Surveys suggest that girl students leave school at a very early age and most of them do not have the chance to get higher education and have a career of their own. So the State Govt. has joined hands with United Nations International Children Emergency Fund (UNICEF), an international body which looks after education, rights and empowerment of children. Together they have launched a special scheme called Kishori Suraksha Yojana for the girl school students.
It is surveyed that menstruation is still considered as a stigma in the society. This results to embarrassment among school girls. Around 28 lakh school girls do not go to school every month during the menstruation cycle. Further researches have shown that nearly 20 lakh girl students quit school permanently due to menstruation. As a fact, menstruation is a natural occurrence which every adolescent girl experience.

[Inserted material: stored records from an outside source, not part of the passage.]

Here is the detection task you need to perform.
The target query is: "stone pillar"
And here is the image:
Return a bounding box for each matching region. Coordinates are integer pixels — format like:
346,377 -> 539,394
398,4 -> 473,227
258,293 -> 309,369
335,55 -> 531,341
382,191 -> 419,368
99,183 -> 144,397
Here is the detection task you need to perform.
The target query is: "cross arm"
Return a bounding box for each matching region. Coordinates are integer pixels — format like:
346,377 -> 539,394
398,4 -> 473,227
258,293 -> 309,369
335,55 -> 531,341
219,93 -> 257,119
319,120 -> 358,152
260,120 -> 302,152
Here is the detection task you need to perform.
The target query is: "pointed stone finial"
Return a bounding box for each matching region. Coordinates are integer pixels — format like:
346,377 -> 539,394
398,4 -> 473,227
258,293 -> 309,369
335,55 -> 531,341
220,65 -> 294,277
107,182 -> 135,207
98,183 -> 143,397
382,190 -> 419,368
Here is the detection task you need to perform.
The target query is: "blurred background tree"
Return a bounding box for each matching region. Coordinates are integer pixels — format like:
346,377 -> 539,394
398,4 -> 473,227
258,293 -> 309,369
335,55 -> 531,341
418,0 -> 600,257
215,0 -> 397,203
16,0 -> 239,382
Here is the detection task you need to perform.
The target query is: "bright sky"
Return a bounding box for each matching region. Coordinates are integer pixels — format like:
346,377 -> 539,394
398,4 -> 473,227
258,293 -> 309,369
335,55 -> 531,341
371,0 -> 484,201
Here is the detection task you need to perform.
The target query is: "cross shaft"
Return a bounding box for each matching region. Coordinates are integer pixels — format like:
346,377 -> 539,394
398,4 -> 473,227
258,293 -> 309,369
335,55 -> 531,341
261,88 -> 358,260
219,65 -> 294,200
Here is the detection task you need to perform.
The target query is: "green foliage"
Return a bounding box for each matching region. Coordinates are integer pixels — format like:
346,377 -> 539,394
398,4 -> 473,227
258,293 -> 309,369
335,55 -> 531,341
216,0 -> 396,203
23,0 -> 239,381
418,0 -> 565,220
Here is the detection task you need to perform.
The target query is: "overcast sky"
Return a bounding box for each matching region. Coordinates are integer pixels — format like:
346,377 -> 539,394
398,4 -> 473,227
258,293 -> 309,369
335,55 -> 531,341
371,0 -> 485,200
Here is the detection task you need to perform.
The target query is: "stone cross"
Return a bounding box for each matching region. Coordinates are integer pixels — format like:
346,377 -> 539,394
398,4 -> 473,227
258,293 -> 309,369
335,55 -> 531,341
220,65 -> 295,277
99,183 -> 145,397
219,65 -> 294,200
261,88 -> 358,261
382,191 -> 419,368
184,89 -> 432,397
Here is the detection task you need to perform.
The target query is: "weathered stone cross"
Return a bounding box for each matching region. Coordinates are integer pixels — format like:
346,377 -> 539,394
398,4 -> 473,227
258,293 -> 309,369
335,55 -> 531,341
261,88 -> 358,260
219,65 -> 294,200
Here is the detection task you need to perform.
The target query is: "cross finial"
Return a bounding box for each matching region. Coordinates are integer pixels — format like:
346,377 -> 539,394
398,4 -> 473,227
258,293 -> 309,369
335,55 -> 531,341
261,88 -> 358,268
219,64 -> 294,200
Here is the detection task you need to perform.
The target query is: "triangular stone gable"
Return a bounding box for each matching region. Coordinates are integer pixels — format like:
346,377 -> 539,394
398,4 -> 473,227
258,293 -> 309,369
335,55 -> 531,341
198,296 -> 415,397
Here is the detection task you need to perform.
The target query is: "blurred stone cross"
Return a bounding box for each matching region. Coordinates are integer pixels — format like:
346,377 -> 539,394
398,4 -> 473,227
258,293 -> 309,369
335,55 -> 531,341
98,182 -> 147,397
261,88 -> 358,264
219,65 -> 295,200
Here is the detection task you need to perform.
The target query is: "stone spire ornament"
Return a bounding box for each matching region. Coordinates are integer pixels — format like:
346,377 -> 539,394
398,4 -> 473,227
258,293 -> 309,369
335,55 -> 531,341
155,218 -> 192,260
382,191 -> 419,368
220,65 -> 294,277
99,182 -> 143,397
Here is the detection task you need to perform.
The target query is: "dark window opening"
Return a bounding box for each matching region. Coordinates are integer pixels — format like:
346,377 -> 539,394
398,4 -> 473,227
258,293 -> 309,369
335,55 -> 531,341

But in the conservative society, it is a complete taboo as there is less or no awareness about it. Many school girls are themselves not educated about the menstruation process and get panicked after starting. There are also some religious discrimination related to menstruation. Girls while having menstruation are not allowed to enter religious places or in kitchen also.
To overcome this problem, Govt. of Uttar Pradesh has decided to bring awareness and stand beside the school girls. Under this Yojana, all girl students of Govt. schools will receive 10 sanitary napkins every month. Also the there has been a drive in making toilets compulsory in schools and other educational institutions.
According to Doctors, poor menstrual education affects health and hygiene which results in infection, vaginal discharges, cramps, etc. Researches show that girls use torn clothes during their menstruation due to lack of sanitary napkins.
The situation is worse in rural areas where it is shockingly found that girls use dried grass bundle or other local remedies in place of napkins during their menstruation. So the State Govt. has taken this major step towards girls’ education and empowerment and making them aware of the social taboo of menstruation and lent a helping hand.